After many weeks of a relegation dogfight involving up to 10 teams, it now appears that an exciting finish to the 2018 EPL season is becoming less likely as a gap opens up between the bottom 3 and the rest. After 34 matches, another gap is opening up between the 4 prediction methods I use and one method so far has a 74% success rate in predicting the match outcome.
I use a statistical approach known as Poisson Regression which I described in depth for round 29 of matches. If this is the first time you have seen my predictions then I strongly encourage you to click on that link to familiarise yourself with my terminology. My predictions all start with the latest form guide as shown below which I use to calculate two numbers for each team playing this weekend:
- eGS – the expected number of goals that a team will score.
- ePts – the expected number of points that a team will receive.
For round 33 this weekend, I have used my calculations of eGS & ePts (shown in the table below) to make 4 separate predictions of the scorelines for each match. The highlighted team in each match is the one with the higher eGS value but that doesn’t necessarily mean they will win.
The 4 scoreline prediction methods (ML, Med, Rdd & Int) work as follows:
- ML – Maximum Likelihood is the scoreline with the highest probability from the Scoreline Matrix as explained in step 3 of my post for round 29.
- Med – Median is derived from the median number of goals that each team is expected to score. See step 6 of my post for round 29 for a fuller explanation.
- Rdd – Rounded is a simpler predictor which just involves each teams eGS being rounded to the nearest whole number. So 1.8 for Chelsea rounds to 2 goals and 0.4 for Crystal Palace rounds to 0 goals, hence the 2-0 prediction.
- Int – Integer is simply the integer part of eGS which is equivalent to rounding down. Int is considered because whilst Rdd is better at predicting higher scorelines, it is very poor at predicting goalless teams whereas is more likely to predict this.
On reason I publish four predictions is that they are all plausible methods of converting both teams’ eGS into a scoreline and whilst as yet I am unable to say definitively which is the better option, it does appear rounds 29 to 32 that MED is edging ahead as shown in the table below. For each match prediction, I have scored them in one of three ways;
- Exactly Right i.e. I predicted the actual scoreline
- Partly Right i.e. I predicted the right outcome (win, draw or loss) but not the right score.
- Wrong i.e.
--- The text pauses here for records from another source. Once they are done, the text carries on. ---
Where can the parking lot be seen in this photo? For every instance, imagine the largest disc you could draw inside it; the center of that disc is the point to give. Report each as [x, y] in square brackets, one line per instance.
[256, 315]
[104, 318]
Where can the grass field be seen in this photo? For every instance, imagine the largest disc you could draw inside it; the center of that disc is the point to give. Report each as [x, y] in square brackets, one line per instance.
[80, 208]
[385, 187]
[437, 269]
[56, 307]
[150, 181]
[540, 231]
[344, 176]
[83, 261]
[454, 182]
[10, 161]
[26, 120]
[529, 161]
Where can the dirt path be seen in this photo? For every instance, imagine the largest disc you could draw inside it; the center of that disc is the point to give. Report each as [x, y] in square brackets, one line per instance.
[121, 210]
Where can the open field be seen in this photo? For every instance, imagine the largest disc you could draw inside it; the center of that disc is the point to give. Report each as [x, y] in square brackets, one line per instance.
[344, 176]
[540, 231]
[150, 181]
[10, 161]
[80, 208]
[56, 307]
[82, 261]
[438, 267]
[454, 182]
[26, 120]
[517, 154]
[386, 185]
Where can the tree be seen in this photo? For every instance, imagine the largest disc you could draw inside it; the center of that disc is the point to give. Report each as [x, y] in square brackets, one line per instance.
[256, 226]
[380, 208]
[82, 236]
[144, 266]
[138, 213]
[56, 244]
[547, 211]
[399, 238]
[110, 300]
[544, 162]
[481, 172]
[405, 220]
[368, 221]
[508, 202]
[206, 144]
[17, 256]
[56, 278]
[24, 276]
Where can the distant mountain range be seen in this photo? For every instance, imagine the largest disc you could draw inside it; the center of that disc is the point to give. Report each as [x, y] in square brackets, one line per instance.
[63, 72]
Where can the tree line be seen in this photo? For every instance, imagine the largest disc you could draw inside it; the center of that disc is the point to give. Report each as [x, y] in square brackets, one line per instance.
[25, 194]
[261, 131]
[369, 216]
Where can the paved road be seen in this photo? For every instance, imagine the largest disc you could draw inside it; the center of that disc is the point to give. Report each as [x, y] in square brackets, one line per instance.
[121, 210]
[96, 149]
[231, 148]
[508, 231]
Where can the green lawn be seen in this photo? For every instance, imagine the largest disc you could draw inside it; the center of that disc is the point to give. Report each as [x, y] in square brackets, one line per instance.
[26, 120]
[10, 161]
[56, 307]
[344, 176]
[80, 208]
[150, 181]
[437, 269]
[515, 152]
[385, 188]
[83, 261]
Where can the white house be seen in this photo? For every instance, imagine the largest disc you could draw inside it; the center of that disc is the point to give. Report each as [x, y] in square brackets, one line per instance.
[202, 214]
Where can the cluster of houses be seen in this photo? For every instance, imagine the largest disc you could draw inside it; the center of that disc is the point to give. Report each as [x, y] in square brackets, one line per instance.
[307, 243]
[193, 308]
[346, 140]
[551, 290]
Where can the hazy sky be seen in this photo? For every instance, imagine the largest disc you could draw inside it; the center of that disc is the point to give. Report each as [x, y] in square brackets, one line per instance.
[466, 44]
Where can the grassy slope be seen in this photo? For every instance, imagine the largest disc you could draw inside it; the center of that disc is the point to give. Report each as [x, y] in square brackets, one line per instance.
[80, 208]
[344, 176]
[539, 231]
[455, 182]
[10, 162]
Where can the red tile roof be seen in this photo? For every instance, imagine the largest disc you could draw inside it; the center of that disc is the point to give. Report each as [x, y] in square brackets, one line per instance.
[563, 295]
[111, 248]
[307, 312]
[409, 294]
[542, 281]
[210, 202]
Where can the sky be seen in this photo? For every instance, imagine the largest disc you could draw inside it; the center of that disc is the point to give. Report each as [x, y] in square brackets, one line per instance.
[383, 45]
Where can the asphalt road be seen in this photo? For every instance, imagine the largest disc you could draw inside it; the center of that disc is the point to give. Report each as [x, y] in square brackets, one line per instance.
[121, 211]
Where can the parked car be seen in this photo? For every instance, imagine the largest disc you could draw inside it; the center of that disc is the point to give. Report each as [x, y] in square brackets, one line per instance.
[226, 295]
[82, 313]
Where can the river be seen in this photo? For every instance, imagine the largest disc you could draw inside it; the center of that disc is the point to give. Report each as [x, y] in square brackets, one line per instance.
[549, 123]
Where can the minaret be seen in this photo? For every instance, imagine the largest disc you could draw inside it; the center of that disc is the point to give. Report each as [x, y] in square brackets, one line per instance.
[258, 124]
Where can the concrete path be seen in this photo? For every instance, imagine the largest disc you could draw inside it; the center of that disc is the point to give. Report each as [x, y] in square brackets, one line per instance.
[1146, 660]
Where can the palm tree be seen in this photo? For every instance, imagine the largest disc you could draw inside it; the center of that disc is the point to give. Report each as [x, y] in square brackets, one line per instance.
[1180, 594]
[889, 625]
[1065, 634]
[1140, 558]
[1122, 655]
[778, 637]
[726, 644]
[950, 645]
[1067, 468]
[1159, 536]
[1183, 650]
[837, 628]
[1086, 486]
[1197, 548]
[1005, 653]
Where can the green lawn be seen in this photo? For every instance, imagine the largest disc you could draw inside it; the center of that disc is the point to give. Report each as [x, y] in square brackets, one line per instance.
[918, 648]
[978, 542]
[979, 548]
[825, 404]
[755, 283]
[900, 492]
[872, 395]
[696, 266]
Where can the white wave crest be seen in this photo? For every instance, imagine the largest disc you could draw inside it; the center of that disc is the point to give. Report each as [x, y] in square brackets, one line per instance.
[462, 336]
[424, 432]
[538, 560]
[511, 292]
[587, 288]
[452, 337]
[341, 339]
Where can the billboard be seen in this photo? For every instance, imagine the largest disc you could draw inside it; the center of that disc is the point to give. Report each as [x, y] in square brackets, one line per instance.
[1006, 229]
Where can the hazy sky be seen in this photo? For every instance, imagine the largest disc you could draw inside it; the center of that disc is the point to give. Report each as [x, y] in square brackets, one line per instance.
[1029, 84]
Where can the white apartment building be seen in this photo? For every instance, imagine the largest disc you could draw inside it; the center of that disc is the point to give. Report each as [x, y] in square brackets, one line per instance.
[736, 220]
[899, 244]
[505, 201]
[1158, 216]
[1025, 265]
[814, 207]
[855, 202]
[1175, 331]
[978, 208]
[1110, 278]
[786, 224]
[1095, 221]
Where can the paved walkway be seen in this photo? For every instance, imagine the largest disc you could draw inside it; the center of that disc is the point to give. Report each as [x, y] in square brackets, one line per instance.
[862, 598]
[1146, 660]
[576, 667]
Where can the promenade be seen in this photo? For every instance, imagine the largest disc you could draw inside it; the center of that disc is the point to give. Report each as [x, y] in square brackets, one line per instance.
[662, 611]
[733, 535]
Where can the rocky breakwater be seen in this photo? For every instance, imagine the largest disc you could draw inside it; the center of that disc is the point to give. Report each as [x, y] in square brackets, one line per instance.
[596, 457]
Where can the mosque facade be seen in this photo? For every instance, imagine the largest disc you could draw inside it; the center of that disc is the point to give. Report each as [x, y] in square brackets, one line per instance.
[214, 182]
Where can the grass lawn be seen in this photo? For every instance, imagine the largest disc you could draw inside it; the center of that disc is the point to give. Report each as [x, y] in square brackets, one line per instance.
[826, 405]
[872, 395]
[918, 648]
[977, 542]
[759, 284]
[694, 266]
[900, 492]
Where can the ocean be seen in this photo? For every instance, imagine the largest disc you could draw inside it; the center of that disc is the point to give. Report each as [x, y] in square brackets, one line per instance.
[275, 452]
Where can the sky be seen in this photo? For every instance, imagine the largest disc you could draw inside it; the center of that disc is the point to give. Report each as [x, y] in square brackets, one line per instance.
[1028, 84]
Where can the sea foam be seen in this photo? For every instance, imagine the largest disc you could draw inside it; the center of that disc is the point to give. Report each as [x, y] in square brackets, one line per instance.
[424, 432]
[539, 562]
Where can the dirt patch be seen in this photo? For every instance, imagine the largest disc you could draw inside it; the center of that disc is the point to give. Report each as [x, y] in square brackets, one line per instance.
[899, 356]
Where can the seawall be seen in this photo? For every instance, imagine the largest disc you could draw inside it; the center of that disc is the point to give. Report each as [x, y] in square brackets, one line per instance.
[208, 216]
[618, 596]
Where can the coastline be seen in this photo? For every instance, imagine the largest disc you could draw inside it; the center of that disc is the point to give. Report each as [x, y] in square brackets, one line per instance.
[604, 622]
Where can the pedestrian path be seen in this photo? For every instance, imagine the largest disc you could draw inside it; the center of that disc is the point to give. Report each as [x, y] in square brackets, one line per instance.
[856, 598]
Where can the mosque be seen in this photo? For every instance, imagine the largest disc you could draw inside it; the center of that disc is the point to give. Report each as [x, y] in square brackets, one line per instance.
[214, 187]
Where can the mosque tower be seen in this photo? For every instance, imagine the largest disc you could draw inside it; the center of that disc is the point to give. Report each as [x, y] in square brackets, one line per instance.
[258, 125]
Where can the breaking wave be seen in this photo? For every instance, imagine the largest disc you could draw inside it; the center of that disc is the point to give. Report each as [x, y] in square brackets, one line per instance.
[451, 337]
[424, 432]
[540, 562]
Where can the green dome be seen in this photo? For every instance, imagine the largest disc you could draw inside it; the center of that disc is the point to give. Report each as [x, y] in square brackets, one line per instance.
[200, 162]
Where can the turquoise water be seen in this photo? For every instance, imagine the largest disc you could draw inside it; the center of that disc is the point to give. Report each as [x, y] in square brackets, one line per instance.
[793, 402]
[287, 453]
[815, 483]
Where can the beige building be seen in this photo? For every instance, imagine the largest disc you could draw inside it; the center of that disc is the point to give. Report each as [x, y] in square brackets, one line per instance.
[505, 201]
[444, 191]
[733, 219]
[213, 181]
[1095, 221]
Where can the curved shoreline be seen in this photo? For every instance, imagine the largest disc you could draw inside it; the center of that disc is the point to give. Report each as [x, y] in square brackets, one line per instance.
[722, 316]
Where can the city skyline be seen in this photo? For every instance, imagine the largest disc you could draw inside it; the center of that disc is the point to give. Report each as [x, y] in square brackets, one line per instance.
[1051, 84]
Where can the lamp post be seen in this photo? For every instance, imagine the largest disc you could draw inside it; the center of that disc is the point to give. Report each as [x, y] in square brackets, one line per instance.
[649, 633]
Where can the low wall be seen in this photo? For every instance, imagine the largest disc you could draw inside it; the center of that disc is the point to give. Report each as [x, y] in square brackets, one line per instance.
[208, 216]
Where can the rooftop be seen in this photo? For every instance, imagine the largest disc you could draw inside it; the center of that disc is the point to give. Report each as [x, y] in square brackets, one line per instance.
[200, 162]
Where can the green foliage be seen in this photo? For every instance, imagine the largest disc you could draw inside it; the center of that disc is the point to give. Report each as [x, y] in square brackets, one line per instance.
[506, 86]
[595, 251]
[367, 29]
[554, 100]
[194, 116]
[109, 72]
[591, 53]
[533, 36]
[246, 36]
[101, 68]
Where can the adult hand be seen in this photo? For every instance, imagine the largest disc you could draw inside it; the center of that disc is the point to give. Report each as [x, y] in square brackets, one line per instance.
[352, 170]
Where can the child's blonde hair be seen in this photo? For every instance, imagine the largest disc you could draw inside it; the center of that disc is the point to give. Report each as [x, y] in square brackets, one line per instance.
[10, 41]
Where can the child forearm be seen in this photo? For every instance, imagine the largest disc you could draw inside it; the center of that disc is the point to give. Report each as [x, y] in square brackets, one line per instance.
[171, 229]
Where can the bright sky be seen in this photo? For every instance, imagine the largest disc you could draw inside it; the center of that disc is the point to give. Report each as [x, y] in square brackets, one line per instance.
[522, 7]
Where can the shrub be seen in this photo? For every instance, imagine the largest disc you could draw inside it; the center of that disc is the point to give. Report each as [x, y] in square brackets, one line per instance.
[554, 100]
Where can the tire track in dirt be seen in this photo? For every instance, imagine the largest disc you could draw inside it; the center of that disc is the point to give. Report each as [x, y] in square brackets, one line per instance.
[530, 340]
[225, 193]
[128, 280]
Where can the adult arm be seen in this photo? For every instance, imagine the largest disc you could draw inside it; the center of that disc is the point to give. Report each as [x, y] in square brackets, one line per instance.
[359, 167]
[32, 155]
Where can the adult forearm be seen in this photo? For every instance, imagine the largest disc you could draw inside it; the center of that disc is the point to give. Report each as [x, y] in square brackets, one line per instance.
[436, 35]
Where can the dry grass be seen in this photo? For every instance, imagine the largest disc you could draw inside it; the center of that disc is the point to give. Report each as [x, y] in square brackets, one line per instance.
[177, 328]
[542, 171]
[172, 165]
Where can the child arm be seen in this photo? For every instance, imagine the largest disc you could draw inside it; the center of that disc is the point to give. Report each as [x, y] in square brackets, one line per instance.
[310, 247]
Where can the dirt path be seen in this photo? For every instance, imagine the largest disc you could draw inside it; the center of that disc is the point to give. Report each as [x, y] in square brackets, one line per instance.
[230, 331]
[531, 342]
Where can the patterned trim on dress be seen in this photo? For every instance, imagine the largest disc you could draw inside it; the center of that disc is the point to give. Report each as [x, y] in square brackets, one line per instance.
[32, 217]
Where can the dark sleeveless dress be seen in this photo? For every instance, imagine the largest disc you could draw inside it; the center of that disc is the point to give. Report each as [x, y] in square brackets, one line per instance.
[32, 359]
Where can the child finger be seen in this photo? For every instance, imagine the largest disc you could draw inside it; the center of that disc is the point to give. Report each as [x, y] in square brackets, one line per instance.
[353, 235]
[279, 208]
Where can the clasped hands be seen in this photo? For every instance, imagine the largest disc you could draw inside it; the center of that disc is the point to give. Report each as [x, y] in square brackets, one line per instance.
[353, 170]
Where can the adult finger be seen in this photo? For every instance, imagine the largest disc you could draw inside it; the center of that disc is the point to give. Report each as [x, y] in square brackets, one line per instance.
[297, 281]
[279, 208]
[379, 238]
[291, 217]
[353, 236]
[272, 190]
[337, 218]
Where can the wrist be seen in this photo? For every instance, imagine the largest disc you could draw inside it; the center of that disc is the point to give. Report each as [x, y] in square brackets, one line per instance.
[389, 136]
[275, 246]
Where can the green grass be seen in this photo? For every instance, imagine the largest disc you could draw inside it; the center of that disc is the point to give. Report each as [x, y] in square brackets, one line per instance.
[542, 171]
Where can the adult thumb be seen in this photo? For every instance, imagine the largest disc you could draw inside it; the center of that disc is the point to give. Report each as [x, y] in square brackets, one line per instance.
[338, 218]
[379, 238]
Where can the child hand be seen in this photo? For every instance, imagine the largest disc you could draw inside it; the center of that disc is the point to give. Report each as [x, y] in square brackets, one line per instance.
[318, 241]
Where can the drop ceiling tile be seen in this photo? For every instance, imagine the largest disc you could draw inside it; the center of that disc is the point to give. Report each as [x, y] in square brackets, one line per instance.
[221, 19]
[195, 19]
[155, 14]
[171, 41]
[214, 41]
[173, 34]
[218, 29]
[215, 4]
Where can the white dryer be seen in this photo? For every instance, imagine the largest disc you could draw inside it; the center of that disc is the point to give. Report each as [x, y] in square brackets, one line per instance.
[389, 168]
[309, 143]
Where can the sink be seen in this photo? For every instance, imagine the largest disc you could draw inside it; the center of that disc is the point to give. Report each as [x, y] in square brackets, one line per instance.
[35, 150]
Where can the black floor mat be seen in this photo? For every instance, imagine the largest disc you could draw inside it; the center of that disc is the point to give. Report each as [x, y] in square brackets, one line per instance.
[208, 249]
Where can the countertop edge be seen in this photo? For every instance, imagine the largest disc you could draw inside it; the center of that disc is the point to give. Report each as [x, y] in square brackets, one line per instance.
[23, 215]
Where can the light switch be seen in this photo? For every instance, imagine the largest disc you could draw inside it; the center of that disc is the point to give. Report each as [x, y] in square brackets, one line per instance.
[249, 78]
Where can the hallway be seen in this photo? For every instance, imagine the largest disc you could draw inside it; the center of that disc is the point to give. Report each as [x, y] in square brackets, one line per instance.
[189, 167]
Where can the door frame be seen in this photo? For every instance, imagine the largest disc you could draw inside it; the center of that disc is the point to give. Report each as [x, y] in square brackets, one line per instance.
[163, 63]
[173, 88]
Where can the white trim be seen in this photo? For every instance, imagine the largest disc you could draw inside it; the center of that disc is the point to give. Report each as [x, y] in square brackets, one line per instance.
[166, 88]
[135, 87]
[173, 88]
I predicted the wrong outcome.
The table shows that Med is most accurate so far in terms of the match outcomes (74% correct) but it is not the best for a specific scoreline. RDD so far is the worst performing prediction model.
To arrive at a final league table, I need to repeat this process for rounds 34 to 38 and then combine the predictions into a predicted final table. As I explained in round 29, I am making two separate predictions of the final table and I will demonstrate with my team Newcastle United by showing the predictions for all their remaining games.
My preferred method of estimating the final table is to total up the ePts values for all remaining games. Newcastle are currently on 35 points and if you total up the ePts, you find I am expecting them to get another 7.8 points which when rounded comes out at 43 points. Repeating this for all teams and you get the final table shown here which has Man City winning the league with a new record points tally, Newcastle in 12th and Southampton, Stoke & WBA relegated. After many weeks of a relegation dogfight involving up to 10 teams, it now appears that a gap is opening up between the bottom 3 and the rest. Newcastle are now projected to be 10 points above Southampton and even when you take the margin of error into account (as shown by the LCI & UCI columns) it is beginning to look like that they are safe.
My second method of estimating the final league table is to use the 4 scoreline methods described earlier. For each method, I work out the expected number of points given the predicted scores and then take an average across the 4 methods. This method tends to give more points to teams at the top and fewer points to teams at the bottom but it does result in an explicit prediction of the W-D-L record for each team. Again we see the same 3 teams being relegated, Man City winning the title and Newcastle in 11th place this time with the same number of points. This is not the case for all teams and the DIFF column shows the difference between the two predicted tables.
For the moment, I consider the 1st predicted table to be superior but when we get down to the last few matches, the 2nd table is likely to be a better predictor. I will make it clear when I think we have reached this point.